Twitter Sentiment Analysis with Tensorflow.js
Sentiment Analysis is the process of analyzing if a piece of online writing (social media posts, comments) is positive, negative or neutral.
Significant progress has been made in the field of Sentiment Analysis in the past few years, this technique has been largely use in Business and Politics.
In this post, we’ll connect to Twitter API, gather tweets by hashtag, compute the sentiment of each tweet, and build a real-time dashboard to show the result.
Twitter Sentiment Analysis Demo
As Twitter shut off its free API since April 2023, this demo could no longer fetch tweets from Twitter. 😢
Search Tweet only available for Twitter API v2 for “Basic” or “Pro” plans, which is at lease $100/month
You can visit another related article below for the demo of YouTube Comment Sentiment Analysis ↓
GitHub repository
You can download the complete code of the above demo in the link below:
Connect to Twitter API, gather tweets by hashtag, compute the sentiment of each tweet, and build a real-time dashboard to show the result.
Implementation
This tool would be pretty useful for business to monitor and understand the social sentiment of their brand, product or services. And I built the demo by using the Tensorflow.js Sentiment Model. If you are curious about how it is built, please follow me below and I would tell you step by step.
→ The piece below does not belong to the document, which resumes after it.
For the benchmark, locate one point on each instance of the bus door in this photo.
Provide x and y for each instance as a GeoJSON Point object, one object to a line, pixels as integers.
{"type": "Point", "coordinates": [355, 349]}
# Step 1 : Create a Twitter App
As we would like to pull tweets from Twitter to analyze the sentiment, therefore, we need to create an app in the Twitter’s developer platform.
- Login/Register a Twitter account
- Go to https://developer.twitter.com/en/apps
- Click Create an app
- Fill in the app information form and Create
- Once the app is created, navigate to the Keys and tokens tab
- Generate Consumer API keys and Access token & access token secret
# Step 2 : Get Tweets from Twitter
Once you created the Twitter app and generated the API Keys and tokens, it’s time to utilize Twitter’s search API to pull down some tweets that matching the hashtag you are searching for.
PHP
To make things easier, here I am referencing a PHP Wrapper for Twitter API v1.1 calls twitter-api-php. Download the TwitterAPIExchange.php from the above repository, create a queryTwitter.php with below code. Make sure you replace the Twitter API Keys and Tokens with the ones you generated in Step 1.
<?php
require_once('TwitterAPIExchange.php');
$hashtag = $_GET["q"];
$settings = array(
'oauth_access_token' => "YOUR-ACCESS-TOKEN",
'oauth_access_token_secret' => "YOUR-ACCESS-TOKEN-SECRET",
'consumer_key' => "YOUR-CONSUMER-KEY",
'consumer_secret' => "YOUR-CONSUMER-SECRET"
);
$url = 'https://api.twitter.com/1.1/search/tweets.json';
$getfield = '?q=#'.$hashtag.' AND -filter:retweets AND -filter:replies&lang=en&count=20&tweet_mode=extended';
$requestMethod = 'GET';
$twitter = new TwitterAPIExchange($settings);
$response = $twitter->setGetfield($getfield)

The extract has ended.